Combine GAFs on the Command Line¶
Container Technologies¶
GOanna is provided as a Docker container.
A container is a standard unit of software that packages up code and all its dependencies so the application runs quickly and reliably from one computing environment to another.
There are two major containerization technologies: Docker and Singularity (Apptainer).
Docker containers can be run with either technology.
Combine GAFs using Docker¶
About Docker
- Docker must be installed on the computer you wish to use for your analysis.
- To run Docker you must have ‘root’ permissions (or use sudo).
- Docker will run all containers as ‘root’. This makes Docker incompatible with HPC systems (see Singularity below).
- Docker can be run on your local computer, a server, a cloud virtual machine etc.
- For more information on installing Docker on other systems see this tutorial: Installing Docker on your machine.
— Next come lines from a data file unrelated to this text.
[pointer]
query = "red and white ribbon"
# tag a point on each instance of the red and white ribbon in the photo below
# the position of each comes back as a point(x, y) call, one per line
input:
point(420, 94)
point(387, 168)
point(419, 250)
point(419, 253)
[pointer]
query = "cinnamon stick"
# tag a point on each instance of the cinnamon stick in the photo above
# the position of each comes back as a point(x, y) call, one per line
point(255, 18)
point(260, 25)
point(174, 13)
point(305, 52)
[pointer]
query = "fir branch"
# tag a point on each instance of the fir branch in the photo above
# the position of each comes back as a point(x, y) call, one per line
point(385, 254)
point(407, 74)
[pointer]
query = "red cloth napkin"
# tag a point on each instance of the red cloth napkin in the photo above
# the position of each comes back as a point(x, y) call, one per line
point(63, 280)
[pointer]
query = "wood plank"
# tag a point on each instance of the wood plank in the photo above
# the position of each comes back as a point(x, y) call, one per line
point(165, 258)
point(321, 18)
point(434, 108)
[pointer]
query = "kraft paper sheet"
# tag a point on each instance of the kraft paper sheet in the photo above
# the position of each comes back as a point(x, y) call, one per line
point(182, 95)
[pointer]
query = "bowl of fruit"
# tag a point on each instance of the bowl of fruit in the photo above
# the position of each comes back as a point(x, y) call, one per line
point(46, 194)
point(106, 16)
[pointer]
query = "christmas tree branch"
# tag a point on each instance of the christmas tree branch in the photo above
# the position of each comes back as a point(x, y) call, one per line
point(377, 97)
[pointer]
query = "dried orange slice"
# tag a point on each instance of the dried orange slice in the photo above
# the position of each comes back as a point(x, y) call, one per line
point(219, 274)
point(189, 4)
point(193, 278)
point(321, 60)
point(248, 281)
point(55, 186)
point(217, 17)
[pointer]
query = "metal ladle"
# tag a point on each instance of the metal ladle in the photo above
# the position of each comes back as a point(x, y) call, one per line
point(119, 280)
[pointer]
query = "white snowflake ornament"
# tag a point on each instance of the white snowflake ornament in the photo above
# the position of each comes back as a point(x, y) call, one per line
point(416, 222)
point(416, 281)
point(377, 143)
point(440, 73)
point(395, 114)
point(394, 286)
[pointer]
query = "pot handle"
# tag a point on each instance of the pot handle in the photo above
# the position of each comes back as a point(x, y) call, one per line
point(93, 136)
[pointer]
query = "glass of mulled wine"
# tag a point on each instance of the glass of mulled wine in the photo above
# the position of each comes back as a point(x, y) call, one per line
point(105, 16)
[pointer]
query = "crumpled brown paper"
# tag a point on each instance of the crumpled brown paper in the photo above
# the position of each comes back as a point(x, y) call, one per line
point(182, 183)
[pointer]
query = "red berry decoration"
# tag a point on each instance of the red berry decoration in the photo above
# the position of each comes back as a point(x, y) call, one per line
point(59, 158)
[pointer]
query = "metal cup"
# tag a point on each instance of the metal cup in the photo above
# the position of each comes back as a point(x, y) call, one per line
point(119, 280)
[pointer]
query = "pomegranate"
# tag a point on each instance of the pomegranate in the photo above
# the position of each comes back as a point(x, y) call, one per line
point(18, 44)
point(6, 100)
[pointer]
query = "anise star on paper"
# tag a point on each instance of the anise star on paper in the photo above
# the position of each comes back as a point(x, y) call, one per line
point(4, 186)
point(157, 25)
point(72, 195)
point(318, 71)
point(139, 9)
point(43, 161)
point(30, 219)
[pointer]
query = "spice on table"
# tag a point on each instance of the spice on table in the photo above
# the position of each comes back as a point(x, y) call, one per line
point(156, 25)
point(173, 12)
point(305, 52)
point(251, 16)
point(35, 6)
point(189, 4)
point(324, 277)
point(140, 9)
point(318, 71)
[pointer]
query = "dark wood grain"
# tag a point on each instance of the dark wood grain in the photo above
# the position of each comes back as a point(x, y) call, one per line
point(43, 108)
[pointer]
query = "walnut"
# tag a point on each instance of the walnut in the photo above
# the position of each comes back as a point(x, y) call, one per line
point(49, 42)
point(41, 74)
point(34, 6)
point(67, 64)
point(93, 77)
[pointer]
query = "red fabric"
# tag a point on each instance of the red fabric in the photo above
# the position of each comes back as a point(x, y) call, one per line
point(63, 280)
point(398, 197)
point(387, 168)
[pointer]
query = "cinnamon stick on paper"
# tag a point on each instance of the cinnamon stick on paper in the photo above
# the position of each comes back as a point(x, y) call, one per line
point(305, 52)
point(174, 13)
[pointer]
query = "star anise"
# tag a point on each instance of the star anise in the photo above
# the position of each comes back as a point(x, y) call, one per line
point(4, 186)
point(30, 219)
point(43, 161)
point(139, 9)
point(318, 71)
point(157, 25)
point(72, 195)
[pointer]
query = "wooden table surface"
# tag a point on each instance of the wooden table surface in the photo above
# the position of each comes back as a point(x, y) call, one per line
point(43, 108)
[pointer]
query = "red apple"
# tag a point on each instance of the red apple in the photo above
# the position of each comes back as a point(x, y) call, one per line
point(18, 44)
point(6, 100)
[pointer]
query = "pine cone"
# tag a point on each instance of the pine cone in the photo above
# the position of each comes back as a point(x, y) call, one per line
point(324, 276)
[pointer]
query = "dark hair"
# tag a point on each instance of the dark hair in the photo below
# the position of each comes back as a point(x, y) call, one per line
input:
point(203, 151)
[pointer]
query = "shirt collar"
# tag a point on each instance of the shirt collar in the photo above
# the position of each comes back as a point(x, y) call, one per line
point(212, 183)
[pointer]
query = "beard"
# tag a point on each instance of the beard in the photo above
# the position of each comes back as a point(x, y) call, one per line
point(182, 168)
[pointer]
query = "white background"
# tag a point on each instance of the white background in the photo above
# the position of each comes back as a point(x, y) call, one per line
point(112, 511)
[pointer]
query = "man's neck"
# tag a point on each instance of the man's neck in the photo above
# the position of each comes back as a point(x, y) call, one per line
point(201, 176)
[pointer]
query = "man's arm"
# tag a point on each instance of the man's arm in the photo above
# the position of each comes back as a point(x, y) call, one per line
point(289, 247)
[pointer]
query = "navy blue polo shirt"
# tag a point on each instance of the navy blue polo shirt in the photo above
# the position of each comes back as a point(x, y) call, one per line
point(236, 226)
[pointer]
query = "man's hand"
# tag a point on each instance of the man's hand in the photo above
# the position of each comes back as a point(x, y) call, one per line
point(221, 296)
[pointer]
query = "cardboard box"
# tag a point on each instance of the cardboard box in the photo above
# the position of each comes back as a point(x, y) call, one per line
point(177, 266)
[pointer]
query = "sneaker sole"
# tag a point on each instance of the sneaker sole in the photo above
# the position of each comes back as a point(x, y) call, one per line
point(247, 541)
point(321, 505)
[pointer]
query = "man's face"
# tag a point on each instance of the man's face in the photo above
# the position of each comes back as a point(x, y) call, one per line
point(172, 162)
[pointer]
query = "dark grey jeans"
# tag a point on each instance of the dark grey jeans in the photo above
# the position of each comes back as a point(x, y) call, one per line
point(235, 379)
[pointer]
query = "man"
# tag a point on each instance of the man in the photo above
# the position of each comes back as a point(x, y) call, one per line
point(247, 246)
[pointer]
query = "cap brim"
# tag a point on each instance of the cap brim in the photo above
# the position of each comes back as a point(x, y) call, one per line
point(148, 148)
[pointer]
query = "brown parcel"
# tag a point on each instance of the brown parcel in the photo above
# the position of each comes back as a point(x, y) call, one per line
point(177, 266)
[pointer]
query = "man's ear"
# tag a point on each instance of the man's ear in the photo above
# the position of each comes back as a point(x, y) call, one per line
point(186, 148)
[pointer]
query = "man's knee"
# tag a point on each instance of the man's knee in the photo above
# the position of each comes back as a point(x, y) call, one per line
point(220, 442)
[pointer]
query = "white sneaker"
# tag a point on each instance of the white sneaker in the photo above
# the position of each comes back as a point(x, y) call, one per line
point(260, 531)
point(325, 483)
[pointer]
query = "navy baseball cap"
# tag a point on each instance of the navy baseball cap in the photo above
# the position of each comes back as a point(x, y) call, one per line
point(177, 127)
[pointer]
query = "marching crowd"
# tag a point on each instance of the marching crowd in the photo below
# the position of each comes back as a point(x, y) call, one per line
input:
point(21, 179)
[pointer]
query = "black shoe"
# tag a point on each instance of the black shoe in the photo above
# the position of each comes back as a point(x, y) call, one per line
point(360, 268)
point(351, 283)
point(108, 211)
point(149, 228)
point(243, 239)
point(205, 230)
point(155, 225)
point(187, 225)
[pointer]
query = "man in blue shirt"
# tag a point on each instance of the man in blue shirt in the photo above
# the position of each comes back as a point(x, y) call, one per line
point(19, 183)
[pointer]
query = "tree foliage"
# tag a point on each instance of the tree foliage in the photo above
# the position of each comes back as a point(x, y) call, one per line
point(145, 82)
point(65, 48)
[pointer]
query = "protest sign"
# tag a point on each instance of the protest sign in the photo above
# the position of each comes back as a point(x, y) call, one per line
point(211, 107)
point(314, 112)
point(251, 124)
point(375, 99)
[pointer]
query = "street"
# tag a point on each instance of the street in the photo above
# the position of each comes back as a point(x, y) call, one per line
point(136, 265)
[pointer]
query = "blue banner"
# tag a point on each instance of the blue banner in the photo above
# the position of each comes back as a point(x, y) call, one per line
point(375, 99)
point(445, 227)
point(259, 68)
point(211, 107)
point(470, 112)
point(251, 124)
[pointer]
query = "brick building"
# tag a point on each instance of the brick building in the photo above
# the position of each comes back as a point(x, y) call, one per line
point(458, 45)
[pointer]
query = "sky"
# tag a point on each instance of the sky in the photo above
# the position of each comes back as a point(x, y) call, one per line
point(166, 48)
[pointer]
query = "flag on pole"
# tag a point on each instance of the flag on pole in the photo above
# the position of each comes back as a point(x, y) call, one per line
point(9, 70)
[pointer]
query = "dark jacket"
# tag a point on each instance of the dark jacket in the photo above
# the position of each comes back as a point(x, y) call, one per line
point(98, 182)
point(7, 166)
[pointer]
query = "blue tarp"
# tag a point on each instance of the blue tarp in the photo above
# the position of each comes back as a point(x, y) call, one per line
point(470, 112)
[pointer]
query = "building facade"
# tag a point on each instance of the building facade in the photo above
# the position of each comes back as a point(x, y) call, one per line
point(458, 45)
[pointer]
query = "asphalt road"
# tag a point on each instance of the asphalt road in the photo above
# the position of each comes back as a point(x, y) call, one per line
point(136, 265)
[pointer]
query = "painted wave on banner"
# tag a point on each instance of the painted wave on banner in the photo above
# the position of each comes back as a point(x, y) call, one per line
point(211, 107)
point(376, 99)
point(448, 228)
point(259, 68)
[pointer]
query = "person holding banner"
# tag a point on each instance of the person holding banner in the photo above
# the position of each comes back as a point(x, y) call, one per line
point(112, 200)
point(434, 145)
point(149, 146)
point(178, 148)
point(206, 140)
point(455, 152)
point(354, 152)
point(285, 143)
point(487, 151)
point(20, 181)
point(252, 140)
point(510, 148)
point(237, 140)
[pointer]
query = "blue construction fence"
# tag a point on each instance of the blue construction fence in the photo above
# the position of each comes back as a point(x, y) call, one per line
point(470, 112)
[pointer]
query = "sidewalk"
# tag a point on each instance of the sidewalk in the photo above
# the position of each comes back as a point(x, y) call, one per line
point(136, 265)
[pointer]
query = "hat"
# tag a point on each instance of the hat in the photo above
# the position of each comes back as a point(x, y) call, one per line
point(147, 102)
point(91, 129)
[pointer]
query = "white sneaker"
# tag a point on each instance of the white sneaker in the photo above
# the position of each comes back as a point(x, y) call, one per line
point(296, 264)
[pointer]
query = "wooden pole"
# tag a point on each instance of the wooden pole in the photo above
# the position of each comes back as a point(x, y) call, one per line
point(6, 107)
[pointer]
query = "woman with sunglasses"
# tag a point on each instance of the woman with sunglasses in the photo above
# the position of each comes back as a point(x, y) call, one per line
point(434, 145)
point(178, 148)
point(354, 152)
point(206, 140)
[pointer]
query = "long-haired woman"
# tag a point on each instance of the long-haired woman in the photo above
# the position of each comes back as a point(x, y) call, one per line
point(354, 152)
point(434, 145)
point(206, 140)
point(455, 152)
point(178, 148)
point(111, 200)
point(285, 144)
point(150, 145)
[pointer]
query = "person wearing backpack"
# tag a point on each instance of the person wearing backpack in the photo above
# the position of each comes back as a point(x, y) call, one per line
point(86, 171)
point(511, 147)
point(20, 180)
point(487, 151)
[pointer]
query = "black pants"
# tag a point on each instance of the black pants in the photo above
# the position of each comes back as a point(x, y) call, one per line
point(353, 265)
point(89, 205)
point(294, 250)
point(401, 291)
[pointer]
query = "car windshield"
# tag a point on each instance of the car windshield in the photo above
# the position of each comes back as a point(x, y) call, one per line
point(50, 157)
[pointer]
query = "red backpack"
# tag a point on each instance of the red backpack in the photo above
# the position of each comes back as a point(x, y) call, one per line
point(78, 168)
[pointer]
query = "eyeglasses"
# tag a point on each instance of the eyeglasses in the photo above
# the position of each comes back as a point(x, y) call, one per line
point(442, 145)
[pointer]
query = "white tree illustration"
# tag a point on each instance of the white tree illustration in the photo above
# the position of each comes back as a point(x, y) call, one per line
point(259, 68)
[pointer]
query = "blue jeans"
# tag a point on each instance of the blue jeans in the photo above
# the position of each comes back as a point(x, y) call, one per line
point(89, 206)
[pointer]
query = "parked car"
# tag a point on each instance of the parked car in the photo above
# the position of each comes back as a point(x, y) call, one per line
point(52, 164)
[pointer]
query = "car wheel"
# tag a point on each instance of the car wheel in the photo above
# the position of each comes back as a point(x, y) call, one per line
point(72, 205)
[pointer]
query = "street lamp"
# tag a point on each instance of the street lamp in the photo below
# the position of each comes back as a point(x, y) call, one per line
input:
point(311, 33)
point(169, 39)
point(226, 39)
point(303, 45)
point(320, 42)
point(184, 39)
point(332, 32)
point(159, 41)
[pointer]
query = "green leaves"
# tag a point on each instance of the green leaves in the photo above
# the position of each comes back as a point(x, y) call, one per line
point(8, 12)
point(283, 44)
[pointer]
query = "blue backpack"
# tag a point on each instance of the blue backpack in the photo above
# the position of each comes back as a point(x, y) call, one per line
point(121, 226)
Getting the Combine GAFs container¶
The Combine GAFs tool is available as a Docker container on Docker Hub: Combine GAFs container
The container can be pulled with this command:
docker pull agbase/combine_gafs:1.1
Remember
You must have root permissions or use sudo, like so:
sudo docker pull agbase/combine_gafs:1.1
Running Combine GAFs with Data¶
Combine GAFs has three parameters:
-i InterProScan XML Parser GAF output
-g GOanna GAF output
-o output file basename
Example Command¶
sudo docker run \
--rm \
-v $(pwd):/work-dir \
agbase/combine_gafs:1.1 \
-i CFLO_1.fa_gaf.txt \
-g clfo1_v_insecta_goanna_gaf.tsv \
-o complete_gaf
Command Explained¶
sudo docker run: tells docker to run
–rm: removes the container when the analysis has finished. The image will remain for future use.
-v $(pwd):/work-dir: mounts my current working directory on the host machine to ‘/work-dir’ in the container
agbase/combine_gafs:1.1: the name of the Docker image to use
Tip
All the options supplied after the image name are Combine_GAFs options
-i CFLO_1.fa_gaf.txt: InterProScan XML Parser GAF output file.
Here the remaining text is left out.